HANCOCK COUNTY — The warm weather has finally arrived. For many, the sunshine is an invitation to fire up the grill. Whether you are grilling for your family or a large group, you must consider important factors of food safety and nutrition. In order enjoy your summer, here are some tips for a healthy and safe grilling season.
As you plan meals for the week or a menu for an upcoming cookout, be sure to purchase ground meat or poultry no more than a day or two before you plan to grill it. Otherwise, you will need to freeze the meat; for larger cuts of meat, such as steaks, it is recommended to grill or freeze within four days of purchase.
While shopping, pick up your meat or poultry right before making your way to the checkout line. This will decrease the amount of time your food goes unrefrigerated. Meat and poultry should not go unrefrigerated for more than two hours, or one hour in weather above 90 degrees.
Also, try avoid storing your meat in the trunk for the ride home; the temperature of the trunk is too hot, and bacteria can grow rapidly. You may want to pack a cooler for your meat if you have other stops to make before traveling home.
When you arrive home or to your grilling destination, refrigerate your meat and poultry immediately. Always store raw meat and poultry below other foods in your cold storage to prevent possible cross contamination.
It is important to completely thaw meat and poultry in the refrigerator or in the microwave just prior to cooking. It is not recommended to thaw on the counter; this gives bacteria the time and environment to grow. Whenever possible, wash your hands with warm, soapy water for 20 seconds before and after handling food; unwashed hands are a primary cause of foodborne illness.
Once you have thawed your meat and you are ready to grill, make sure you clean up any juice spills immediately so a raw product does not get on a cooked product or on foods that won’t be cooked.
To keep everything clean and safe during preparation, make sure you have plenty of utensils and platters available. To avoid cross contamination, do not use the same platter and utensils for raw and cooked meat or poultry.
Cooking time and temperature is key to grilling meat and poultry safely. First, heat the grill to kill microorganisms before placing meat or poultry on it.
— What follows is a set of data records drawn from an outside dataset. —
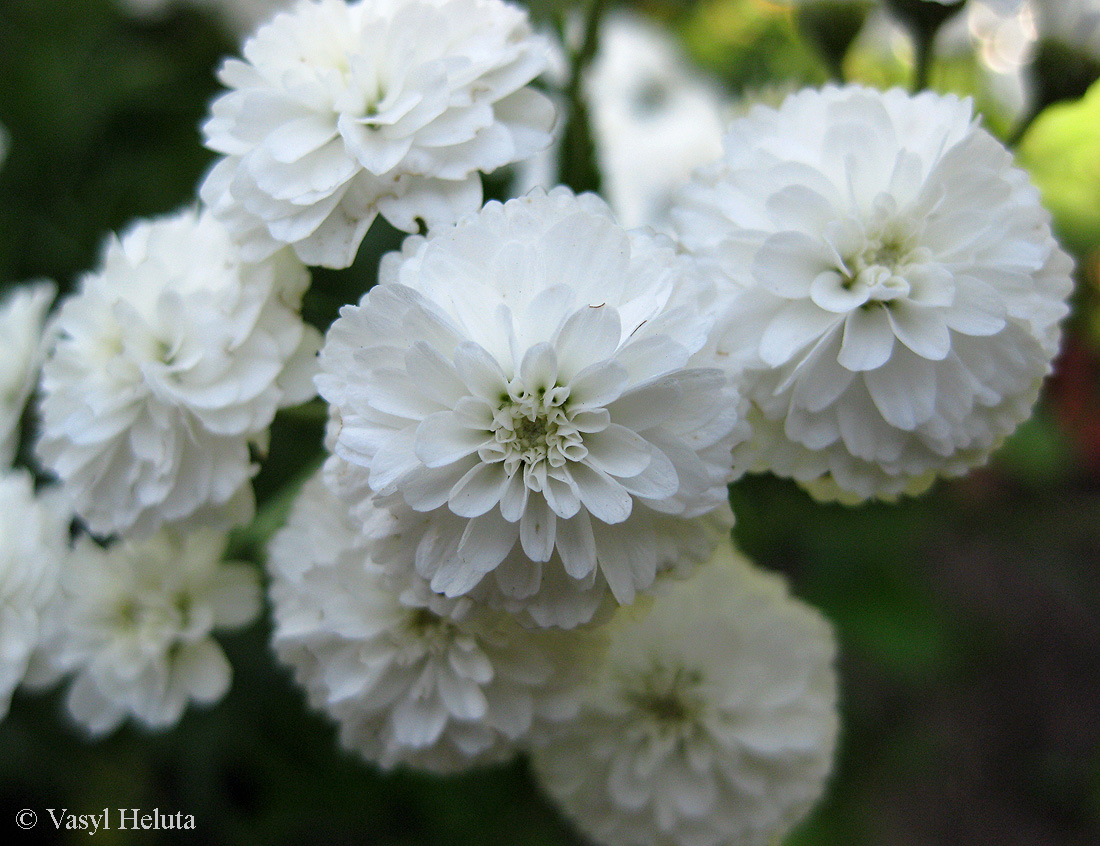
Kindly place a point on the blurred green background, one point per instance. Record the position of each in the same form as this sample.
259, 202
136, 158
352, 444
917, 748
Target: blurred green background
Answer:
969, 619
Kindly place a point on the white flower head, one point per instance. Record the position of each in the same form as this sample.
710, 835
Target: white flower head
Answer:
409, 677
22, 317
341, 111
895, 288
169, 361
134, 625
33, 544
537, 383
713, 721
653, 119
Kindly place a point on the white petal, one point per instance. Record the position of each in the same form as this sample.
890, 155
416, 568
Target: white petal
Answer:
603, 496
921, 329
576, 545
868, 339
442, 439
480, 490
538, 529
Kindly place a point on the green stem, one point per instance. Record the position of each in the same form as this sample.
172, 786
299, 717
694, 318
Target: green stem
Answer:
578, 166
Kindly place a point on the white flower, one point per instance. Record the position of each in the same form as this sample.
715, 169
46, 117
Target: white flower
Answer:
895, 288
134, 625
171, 361
653, 119
33, 544
410, 678
22, 315
342, 111
536, 380
713, 722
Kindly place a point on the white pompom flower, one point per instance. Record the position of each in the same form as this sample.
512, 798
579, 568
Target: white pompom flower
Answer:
410, 678
33, 545
134, 625
895, 288
538, 383
343, 111
22, 317
168, 363
713, 722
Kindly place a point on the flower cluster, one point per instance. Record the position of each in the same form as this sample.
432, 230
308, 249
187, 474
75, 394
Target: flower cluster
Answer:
410, 677
536, 378
168, 363
894, 289
343, 111
518, 540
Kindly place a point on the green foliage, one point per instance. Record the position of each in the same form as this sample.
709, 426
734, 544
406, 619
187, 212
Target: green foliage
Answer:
1062, 152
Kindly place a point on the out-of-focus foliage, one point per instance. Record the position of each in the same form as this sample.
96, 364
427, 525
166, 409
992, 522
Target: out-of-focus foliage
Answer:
1062, 152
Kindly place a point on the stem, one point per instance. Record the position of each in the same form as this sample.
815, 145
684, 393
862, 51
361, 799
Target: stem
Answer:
578, 166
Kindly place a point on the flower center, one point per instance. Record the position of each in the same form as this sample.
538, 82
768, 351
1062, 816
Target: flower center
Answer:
534, 434
667, 699
877, 272
430, 630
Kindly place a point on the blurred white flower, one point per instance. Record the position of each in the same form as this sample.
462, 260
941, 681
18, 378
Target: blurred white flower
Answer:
22, 317
169, 362
240, 17
33, 544
541, 374
714, 720
134, 626
653, 119
894, 286
409, 677
342, 111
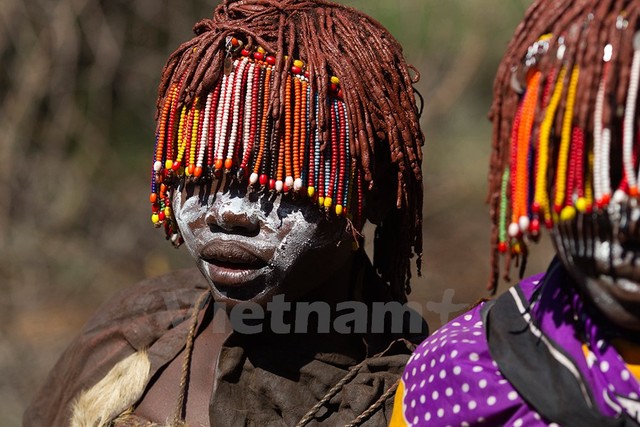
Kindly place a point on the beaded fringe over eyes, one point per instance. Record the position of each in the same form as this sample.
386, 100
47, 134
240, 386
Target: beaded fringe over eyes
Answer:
565, 137
230, 131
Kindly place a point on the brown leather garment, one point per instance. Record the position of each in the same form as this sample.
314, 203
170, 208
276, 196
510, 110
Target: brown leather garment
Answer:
260, 380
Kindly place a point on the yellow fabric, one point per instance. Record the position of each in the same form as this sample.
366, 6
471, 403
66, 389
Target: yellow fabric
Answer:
397, 416
628, 351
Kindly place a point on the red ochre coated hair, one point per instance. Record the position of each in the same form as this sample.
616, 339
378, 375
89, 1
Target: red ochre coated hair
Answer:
564, 115
308, 98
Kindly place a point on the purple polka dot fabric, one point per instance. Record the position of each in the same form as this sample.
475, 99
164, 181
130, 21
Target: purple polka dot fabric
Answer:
451, 379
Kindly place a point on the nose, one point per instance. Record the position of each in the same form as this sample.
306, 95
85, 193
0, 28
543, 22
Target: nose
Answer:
233, 216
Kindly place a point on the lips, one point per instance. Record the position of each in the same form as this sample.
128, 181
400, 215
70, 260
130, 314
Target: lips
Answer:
232, 263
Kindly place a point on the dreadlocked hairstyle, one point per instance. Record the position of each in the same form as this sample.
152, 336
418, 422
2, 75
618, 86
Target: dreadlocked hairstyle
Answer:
564, 115
303, 97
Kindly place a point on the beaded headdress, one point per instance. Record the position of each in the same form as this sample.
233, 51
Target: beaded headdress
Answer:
306, 98
565, 120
Meat and poultry prepared on the grill often browns quickly on the outside, but using a thermometer is a must to ensure food has reached a safe minimum internal temperature. According to the USDA, safe minimum internal temperatures are as follows:
whole poultry, breasts and ground poultry: 165 degrees
ground meats: 160 degrees
beef, pork, lamb and veal (steaks, roasts and chops): 145 degrees and allow to rest at least three minutes.
If you’re preparing a variety of meats and poultry at the same time, try using a different thermometer for each or wash your thermometer between the different meats. Clean your thermometer before and after use with hot soapy water and hot rinse water.
As you treat yourself to traditional grilled foods this summer, try making them as healthy as possible. Purchase leaner meat to reduce fat.
Cheese is a popular topping; select a lower-fat and -sodium cheese such as Swiss or Mozzarella. Garnish burgers with lots of vegetables such as lettuce, onion, mushrooms, and even avocados, or enhance your steak with grilled vegetables on top. Serve whole-grain buns or eat the burger without the bun to save calories.
Provide side dishes that are healthy choices so people will not fill up on the higher-fat burgers. As the meal portion of your gathering winds down, do not forget to address the leftover food, store properly or discard any food that has been left out for more than two hours or one hour if the temperature is above 90 degrees. When in doubt, throw it out.
Enjoy the summer and enjoy grilled foods, but remember to handle the meat safely and balance the higher-fat foods with servings of vegetables, grains and fruits.
I cannot think of a better way to spend a holiday weekend or warm summer evening than a cookout with friends and family.